The call, one of hundreds made every day, goes something like this:
“Hello. This is Billy-Joe-Bob, can I help you?”
“Yeah Billy, this is Hank with Smith Machine. I’m working on an F-150 with a 4.6 and I need some parts.”
“OK, Hank. I have several Smith Machines, do you know your account number?”
“OK, can I get your phone number?”
“Hank, now that I’ve got your account up, can you give me more info? On a 4.6 I need the year and the VIN number. You know the eighth digit?”
“Well, I think it’s a ’99 and he didn’t give me the VIN. Aren’t they all the same?”
“No, they’re not. Is it a Windsor or a Romeo? Single cam or dual cam? Oh, and for the timing set, I do need the exact year.”
“Windsor or Juliet? Err, Romeo? Really? Why do I need to know all that? How can I tell?”
“You need to know all that so I can get you the correct parts. You can tell by getting me the VIN number.”
The fact that this conversation mimics the one he had yesterday while trying to find parts for an import engine – an even bigger nightmare – still doesn’t dawn on Hank. The real fact of the matter is he could spare himself all this grief and waste of time by doing a better job of receiving his labor.
No, Hank didn’t lie to Billy when asked about the vehicle identification number (VIN) – his customer really didn’t give that to him. No one ever seems to offer the critical info. That is why you have to ask for it. Just as you have to ask for a name and phone number. What if your customer, say Joe’s Repair, doesn’t have the VIN? That’s OK. Just make sure that Joe knows you can’t get his job started until he gets that for you. If Joe is a smart man and wants to get that car done and out of his bay, he sure as heck will get that info to you quickly.
Let’s turn this around. Same conversation but this time Billy doesn’t do his job, doesn’t ask the right questions. Sure, old Hank doesn’t know and neither does he, so he’ll just choose the first part he finds. It was just an estimate, right?

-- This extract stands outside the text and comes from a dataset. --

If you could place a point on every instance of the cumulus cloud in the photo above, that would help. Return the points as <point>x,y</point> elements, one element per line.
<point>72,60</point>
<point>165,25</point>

So Hank gets a price on a mystery part and the snowball begins its journey down the hill. His quote to his customer is wrong, and odds are, it will probably be too low. Somewhere down the line, the go ahead is given and the mystery part is ordered. Now we’ve added shipping costs to all the time we’ve spent acquiring a quote and then the part.
We’ve all been here so there is no surprise when the part or parts are wrong. But we have time, freight and money tied up in the wrong part. Add in return freight, all for nothing, and we’re back to square one. Now you’re calling Billy-Joe-Bob and you’re mad. But let’s ask ourselves, who’s at fault here?
I personally hate fault. It accomplishes nothing and is only a defense mechanism to protect our own fragile egos. Resolve comes only when we move forward. And since this isn’t a waltz, let’s not take two steps forward and one step back.